On voit apparaître une des stratégies principales de Barack
Obama pour les élections présidentielles du 6 mai.
Il s’agit de ringardiser le plus possible Mitt Romney et de
le repousser le plus loin possible dans le camp de la réaction dure, afin de
faire de lui un nouveau Barry Goldwater, le candidat le plus à droite que
présenta le Parti républicain à une élection présidentielle, héros de Ronald
Reagan, et qui fut balayé par Lyndon Johnson en 1964.
Après l’avoir attaqué sur ses positions économiques qu’il a
comparé à celles du Tea Party, c’est-à-dire, selon lui, qui aboutiront à faire
payer à la classe moyenne les problèmes économiques, à couper encore plus dans
les programmes sociaux, à abandonner les programmes environnementaux et,
surtout, à donner encore plus d’avantages aux riches (dont fait partie Romney),
Barack Obama a enfoncé le clou en matière sociétale.
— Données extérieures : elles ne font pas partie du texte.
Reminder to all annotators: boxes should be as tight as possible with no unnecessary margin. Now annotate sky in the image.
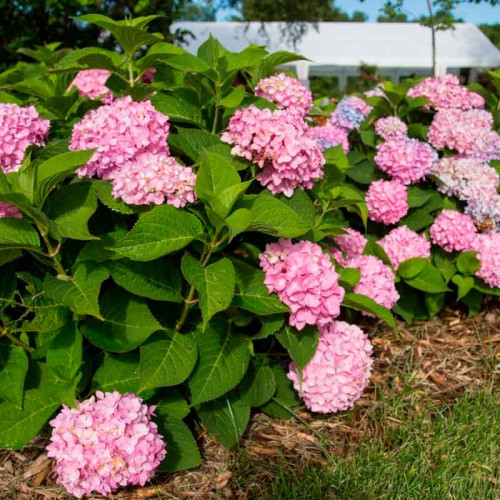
[216,0,500,24]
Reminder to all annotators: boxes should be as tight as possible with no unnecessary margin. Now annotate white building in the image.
[172,22,500,89]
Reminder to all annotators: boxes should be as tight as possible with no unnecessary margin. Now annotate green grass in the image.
[261,389,500,499]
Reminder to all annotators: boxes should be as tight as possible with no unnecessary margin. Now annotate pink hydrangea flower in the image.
[430,156,499,202]
[430,210,477,253]
[111,153,196,207]
[407,74,485,110]
[308,124,350,153]
[329,228,367,266]
[70,96,169,179]
[46,391,166,499]
[346,255,399,311]
[255,73,313,117]
[0,202,22,219]
[0,103,50,173]
[427,109,500,161]
[70,70,111,99]
[221,105,325,197]
[378,226,431,269]
[374,138,437,185]
[259,239,345,330]
[364,85,386,98]
[374,117,408,140]
[366,179,408,224]
[471,232,500,288]
[330,96,372,130]
[287,321,373,413]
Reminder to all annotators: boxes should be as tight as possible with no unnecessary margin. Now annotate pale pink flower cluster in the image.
[465,195,500,232]
[366,179,408,224]
[0,202,22,219]
[330,228,367,266]
[430,210,477,253]
[221,105,325,197]
[111,153,196,207]
[70,70,111,99]
[347,254,399,311]
[374,117,408,140]
[255,73,312,117]
[46,391,166,498]
[430,156,499,203]
[259,239,345,330]
[407,74,485,110]
[288,321,373,413]
[70,96,169,179]
[364,85,385,98]
[427,109,500,161]
[374,138,437,185]
[0,103,50,173]
[471,232,500,288]
[308,124,350,153]
[378,226,431,269]
[330,96,372,130]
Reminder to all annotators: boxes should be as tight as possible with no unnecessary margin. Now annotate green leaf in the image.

Ainsi, après les bourdes à répétition de Mitt Romney sur le
droit des femmes à disposer de leur corps et à utiliser la contraception qui
lui valent un retard conséquent dans les sondages du côté des électrices,
Barack Obama a décidé de se déclarer pour la première fois en faveur du mariage
entre homosexuels ce qui, évidemment, a entraîné une réaction immédiate du
candidat républicain qui s’y est dit opposé, estimant que la question du
mariage ne concernait qu’un homme et une femme.
Voilà donc la communauté gay ancrée un peu plus du côté de
Barack Obama d’autant que Mitt Romney avait du, il y a quelques jours, viré un
de ses porte-paroles ouvertement homosexuel sous la pression de l’aide la plus
à droite de son parti.
Même si le vote gay ne fait pas gagner une élection (au
contraire du vote féminin), cela permet à Barack Obama de pousser au fur et à
mesure son adversaire dans le camp le plus réactionnaire pour en faire un
candidat clivant, aux ordres de l’extrême-droite obscurantiste et ayant renié
tous ses engagements modérés devant les diktats de cette dernière.
Dans la lettre qu’il a envoyée à ses soutiens, Barack Obama
dit avoir évolué en matière de mariage gay.
Il rappelle toutefois qu’aucune initiative fédérale ne sera
prise en la matière et que les Etats continueront à légiférer en la matière (certains
d’entre eux ont passé des lois interdisant ce mariage alors que d’autres, comme
New York, l’ont autorisé).
De même, il comprend les oppositions que cela suscite
notamment au niveau religieux.
On le voit, cette déclaration qui ne sera suivie d’aucune
mesure concrète est bien un message adressé à la communauté gay mais aussi à
tous ceux qui sont pour une société ouverte, voire une société débarrassée de
ses interdictions passéistes, tous ceux, également, qui placent la liberté
individuelle au-dessus de tout, c’est-à-dire une large majorité d’Américains.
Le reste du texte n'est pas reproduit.